North Carolina Sports Betting Plans Rejected

Legislation Sports

Plans to bring sports betting to North Carolina have recently hit an obstacle that effectively puts the state back on the waiting list. A vital piece of sports betting legislation that, if passed, would have authorized the activity across the state was shot down in the House of Representatives by a razor-thin margin.

The vote was so close it was laughable. Still, it was not too surprising that it turned out that close. During this period, a unique coalition of social conservatives and liberal Democrats was raising concerns about the dangers of gambling.

Several individuals who disapproved of the proposed legislation argued that if the state legalized gambling on sports, it would lead to an increase in the number of people who were addicted to gambling. This would in turn lead to an increase in theft, embezzlement, and people who were deeply in debt.

One of the two bills was defeated by a vote of 51-50 in the House. When combined, the two would have created regulations for allowing and regulating gambling on professional sports events and out-of-state horse racing.

On Tuesday, the House voted 51-50 in favor of an amendment to a separate, comprehensive law that set out the framework for how sports betting would be done last year, weakening the prospects even more. The supplementary measure was concerned with the taxation of gaming license holders and the distribution of the money they earned.

What Next?

As Lincoln County Republican Rep. Jason Saine noted, the additional legislation was passed by a vote on the House floor, meaning that the motion “is not totally dead.” This session of Congress will, however, conclude at the end of next week. So, sports bettors in North Carolina will likely need to wait a little longer.

In Saine’s opinion, it’s possible that it will reappear depending on the outcome.
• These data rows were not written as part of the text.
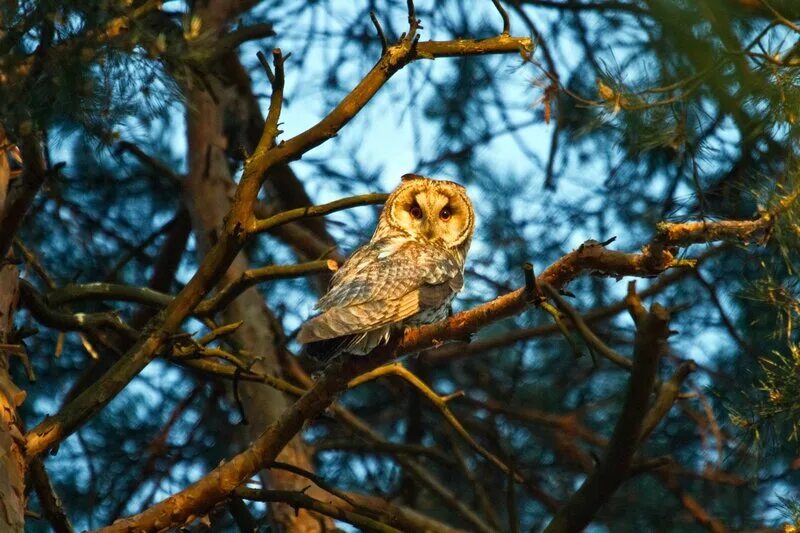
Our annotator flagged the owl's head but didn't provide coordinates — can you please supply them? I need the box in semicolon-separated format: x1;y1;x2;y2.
375;174;475;252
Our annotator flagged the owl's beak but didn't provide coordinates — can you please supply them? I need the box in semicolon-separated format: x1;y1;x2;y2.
422;218;435;241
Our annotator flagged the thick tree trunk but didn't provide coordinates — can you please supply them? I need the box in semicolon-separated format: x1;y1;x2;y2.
0;129;25;532
185;85;332;532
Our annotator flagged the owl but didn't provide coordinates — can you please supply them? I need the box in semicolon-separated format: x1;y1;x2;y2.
297;174;475;358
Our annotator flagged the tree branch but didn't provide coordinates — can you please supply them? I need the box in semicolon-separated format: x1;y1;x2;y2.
545;282;669;533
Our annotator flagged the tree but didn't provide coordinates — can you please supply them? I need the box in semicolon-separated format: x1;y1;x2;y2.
0;0;800;531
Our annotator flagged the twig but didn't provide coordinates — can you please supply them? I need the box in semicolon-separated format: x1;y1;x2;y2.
332;405;494;533
256;50;275;84
253;193;389;233
541;283;633;370
348;363;523;483
252;48;284;158
545;290;669;533
0;130;47;258
492;0;511;35
539;301;594;359
369;11;389;56
28;459;74;533
522;263;542;304
202;259;339;316
639;361;697;442
236;487;402;533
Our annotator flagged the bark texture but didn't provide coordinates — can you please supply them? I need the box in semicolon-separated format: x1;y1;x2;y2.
185;44;333;532
0;129;25;532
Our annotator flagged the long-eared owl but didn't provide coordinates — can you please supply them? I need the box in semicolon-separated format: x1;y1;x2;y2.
298;174;475;357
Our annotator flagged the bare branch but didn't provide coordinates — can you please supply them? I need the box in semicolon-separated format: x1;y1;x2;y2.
545;290;669;533
253;193;389;233
492;0;511;35
369;11;389;56
236;487;401;533
542;283;633;370
28;459;74;533
0;132;47;257
348;363;522;482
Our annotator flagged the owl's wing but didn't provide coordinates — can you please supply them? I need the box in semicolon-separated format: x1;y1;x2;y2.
298;239;464;344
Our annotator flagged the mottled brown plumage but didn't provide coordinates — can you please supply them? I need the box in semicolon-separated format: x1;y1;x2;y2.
298;174;475;357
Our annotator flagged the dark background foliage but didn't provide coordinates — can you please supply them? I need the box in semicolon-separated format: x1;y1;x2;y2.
0;0;800;531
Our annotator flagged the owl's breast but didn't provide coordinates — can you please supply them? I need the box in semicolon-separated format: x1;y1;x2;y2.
405;293;455;326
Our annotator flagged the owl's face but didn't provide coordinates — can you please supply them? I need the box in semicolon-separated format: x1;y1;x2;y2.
375;174;475;251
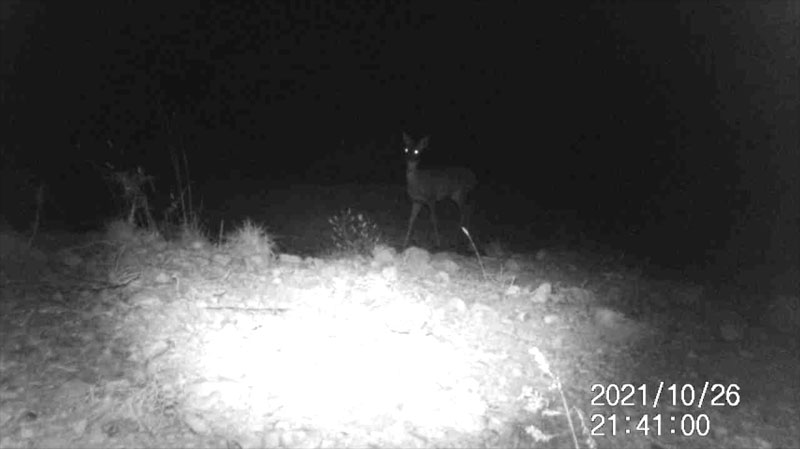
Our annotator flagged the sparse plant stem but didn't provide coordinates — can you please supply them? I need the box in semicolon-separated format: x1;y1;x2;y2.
28;184;44;248
528;347;580;449
461;226;486;279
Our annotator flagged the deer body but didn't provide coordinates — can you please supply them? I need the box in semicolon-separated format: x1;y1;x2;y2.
403;134;477;247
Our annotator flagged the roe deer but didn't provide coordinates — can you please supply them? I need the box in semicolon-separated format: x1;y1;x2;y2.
403;133;478;248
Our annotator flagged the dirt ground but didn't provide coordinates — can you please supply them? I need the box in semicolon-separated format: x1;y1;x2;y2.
0;183;800;449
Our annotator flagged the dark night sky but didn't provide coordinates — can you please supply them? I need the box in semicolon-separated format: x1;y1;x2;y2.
0;0;800;270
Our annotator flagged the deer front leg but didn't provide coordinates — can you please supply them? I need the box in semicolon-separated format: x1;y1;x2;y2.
403;201;422;248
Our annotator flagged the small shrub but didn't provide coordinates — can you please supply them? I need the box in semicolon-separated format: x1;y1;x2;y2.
328;208;382;255
226;219;277;259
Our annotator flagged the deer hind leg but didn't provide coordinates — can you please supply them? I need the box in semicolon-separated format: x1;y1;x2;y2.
428;200;442;246
452;191;470;229
403;201;422;248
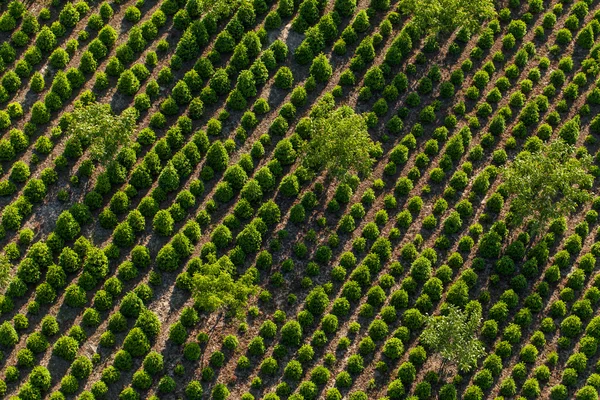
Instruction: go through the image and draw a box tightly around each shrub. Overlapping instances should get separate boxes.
[274,67,294,89]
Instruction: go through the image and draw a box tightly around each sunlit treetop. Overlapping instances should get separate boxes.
[401,0,496,34]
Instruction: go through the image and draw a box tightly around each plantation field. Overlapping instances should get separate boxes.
[0,0,600,400]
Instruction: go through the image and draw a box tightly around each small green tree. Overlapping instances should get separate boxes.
[192,259,256,325]
[67,103,137,164]
[502,139,593,233]
[304,106,375,177]
[420,305,486,372]
[0,255,12,289]
[401,0,496,34]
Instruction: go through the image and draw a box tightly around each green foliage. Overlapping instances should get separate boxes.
[503,140,593,236]
[304,106,375,177]
[67,103,136,164]
[420,306,485,371]
[401,0,496,33]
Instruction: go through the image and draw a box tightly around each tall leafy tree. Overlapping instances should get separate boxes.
[502,139,594,233]
[192,257,256,322]
[304,106,376,178]
[401,0,496,34]
[420,305,486,372]
[67,103,137,164]
[0,255,12,289]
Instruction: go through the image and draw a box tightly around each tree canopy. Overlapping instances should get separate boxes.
[192,257,256,317]
[420,305,485,372]
[0,255,12,289]
[195,0,242,15]
[67,103,137,164]
[304,106,375,177]
[502,139,594,236]
[401,0,496,34]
As long as other states continue to allow sports betting, it will be a key issue for the state of North Carolina. This factor likely contributed to the North Carolina legislature’s decision to advance toward legalizing the activity.

The vote also raises questions about whether the state Senate and Democratic Gov. Roy Cooper would be prepared to accept less than this week’s agreement. He had previously declared that he was ready to sign sports betting legislation. On the other hand, most Republican senators voted against the comprehensive bill that was approved by the Senate in August of last year.